Nous avons également procédé à une importante campagne de titularisation, afin de résorber l'emploi précaire, tout en renforçant les effectifs de médecins scolaires. Près d'une centaine d'agents a été recrutée par cette voie depuis l'année 2012, ce qui représente 10 % des effectifs actuels de ce corps.
Néanmoins, conscients de la persistance de difficultés de recrutement, nous poursuivons les efforts pour renforcer l'attractivité de ce métier indispensable à l'école.
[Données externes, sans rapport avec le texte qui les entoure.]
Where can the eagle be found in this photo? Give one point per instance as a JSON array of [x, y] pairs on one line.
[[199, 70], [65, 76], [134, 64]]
À cette fin, un dialogue a été engagé dès la rentrée de 2015 avec les différentes organisations syndicales, afin d'envisager les mesures qui permettraient d'améliorer la situation du corps des médecins de l'éducation nationale.
En outre, nous entendons développer l'accueil en stage des étudiants en médecine, pour mieux leur faire connaître le cadre de cette fonction, ainsi que ses conditions particulières d'exercice.
Vous le voyez, monsieur le sénateur, avec toutes les actions d'ores et déjà engagées, l'éducation nationale est pleinement mobilisée pour revaloriser la fonction des médecins scolaires, qui sont indispensables à notre école, ainsi qu'à tous nos enfants.
M. le président. La parole est à M. Christian Cambon.
M. Christian Cambon. J'entends vos déclarations d'intention, madame la ministre, et je les juge positives.
Cela dit, les échos que nous entendons sur le terrain ne confirment absolument pas vos propos. Ce n'est pas en recrutant 66 médecins supplémentaires que nous résoudrons ce problème. Les chiffres que j'ai cités parlent d'eux-mêmes !
Je n'ose croire que tout cela soit le prélude à un transfert de charges vers les collectivités. Quoi qu'il en soit, je vous mets en garde contre la distorsion qui existe entre le discours du Gouvernement sur l'égalité des chances et la réalité, qui touche surtout les plus faibles. Les parents qui en ont les moyens auront toujours la possibilité, bien sûr, d'emmener leurs enfants chez des spécialistes. Malheureusement, de très nombreux enfants ne bénéficient pas du contrôle de la médecine scolaire.
Je vous engage donc, madame la ministre, à faire part à votre collègue de l'éducation nationale, que nous voyons rarement lors des séances de questions orales, des préoccupations du Parlement dans ce domaine.